/simd_bitonic

Bitonic sort using simd (avx/neon) instructions

Primary LanguageC

SIMD bitonic sort

This library works with AVX or NEON instructions.

Bitonic sort

Sort small arrays of float using SIMD instructions to parallelize work.

Based on "Fast Sorting Algorithms using AVX-512 on Intel Knights Landing" https://hal.inria.fr/hal-01512970v1/document

Merge sort

Tiled merge sort using SIMD merge sort based on "Efficient Implementation of Sorting on Multi-Core SIMD CPU Architecture" http://www.vldb.org/pvldb/vol1/1454171.pdf

Library

One C99 header file, simd_bitonic.h. C99 probably needed. Tested with clang -mavx -o3.

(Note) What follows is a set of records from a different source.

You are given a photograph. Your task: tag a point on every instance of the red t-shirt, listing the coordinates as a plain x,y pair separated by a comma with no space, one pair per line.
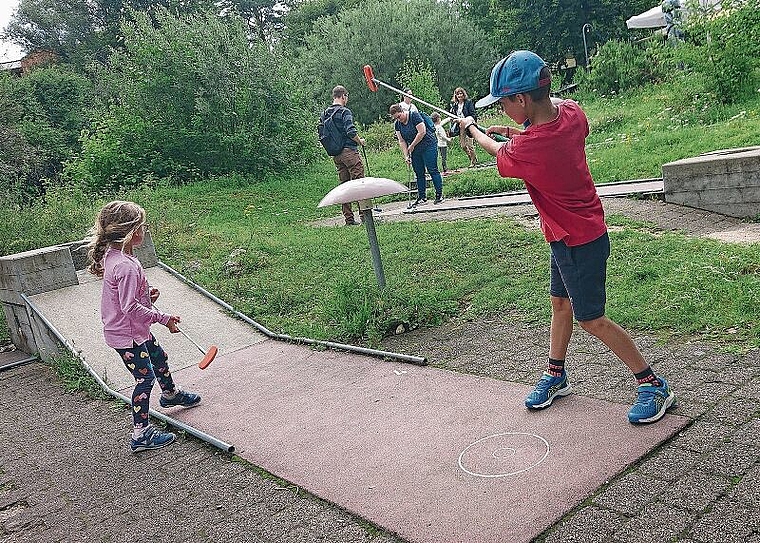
551,159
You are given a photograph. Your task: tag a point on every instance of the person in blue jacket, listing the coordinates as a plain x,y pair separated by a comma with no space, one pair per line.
419,146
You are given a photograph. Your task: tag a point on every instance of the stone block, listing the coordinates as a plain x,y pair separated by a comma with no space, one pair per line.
17,320
725,182
33,272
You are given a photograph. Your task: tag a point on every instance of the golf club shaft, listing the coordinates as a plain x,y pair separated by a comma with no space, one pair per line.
453,117
201,349
402,93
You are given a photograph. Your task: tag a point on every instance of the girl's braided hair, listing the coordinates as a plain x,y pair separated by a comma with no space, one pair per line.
116,223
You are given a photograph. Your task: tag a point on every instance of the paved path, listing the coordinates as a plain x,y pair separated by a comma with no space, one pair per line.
66,475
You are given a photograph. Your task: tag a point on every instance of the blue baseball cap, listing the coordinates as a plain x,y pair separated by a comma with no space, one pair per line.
519,72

  • simd_small_sort_max(), returns the maximum number of float at max that be can sorted with the small sort function
  • simd_small_sort(), bitonic sort small arrays
  • simd_merge_sort(), tiled merge sort

Results

Profile was done by sorting 10,000,000 times an array from random elements.

Mac mini 2018, i7, AVX

Array size vary from 2 to 128 elements. The simd bitonic sort is almost 7x faster than std::sort() at best.

AVX chart

Note that we can clearly see that the sort is more optimal when the array size is multiple of 8. Because loading data is faster and all float in the registers are used to do the sort.

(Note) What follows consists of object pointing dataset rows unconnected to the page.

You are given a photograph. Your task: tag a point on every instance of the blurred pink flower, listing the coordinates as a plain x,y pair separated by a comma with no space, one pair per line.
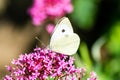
43,9
50,28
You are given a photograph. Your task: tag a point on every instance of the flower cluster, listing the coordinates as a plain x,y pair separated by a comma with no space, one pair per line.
43,9
44,64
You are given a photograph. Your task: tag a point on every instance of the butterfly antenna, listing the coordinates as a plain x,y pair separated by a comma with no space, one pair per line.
40,41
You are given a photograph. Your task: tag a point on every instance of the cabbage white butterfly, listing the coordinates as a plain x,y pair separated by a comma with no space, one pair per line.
63,39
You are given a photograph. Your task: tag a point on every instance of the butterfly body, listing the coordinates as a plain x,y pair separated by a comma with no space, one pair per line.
64,40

M1 macbook air (2020), NEON

Array size vary from 2 to 64 elements.

Neon chart

This chart is more all over the place, gain are still impressive though.

Why is it faster?

  • SIMD Bitonic sort runs in parallel thanks to SIMD wide register (4 floats NEON / 8 floats AVX)
  • There are less access to memory as most of the work is done inside SIMD registers

Drawbacks

  • Only for small arrays, merge-sort is not as efficient
  • Sort only "pure" floats, cannot sort an array of struct {float a; int b;} for example

What are the typical use-case?

  • Sorting values for image compression, usually 8x8 or 4x4 pixels
  • Sorting values for kdtree building, for example each leaf of kdtree could have 16 points and when we need to split the node we sort the points using one axis
  • Sorting values that are already in SIMD registers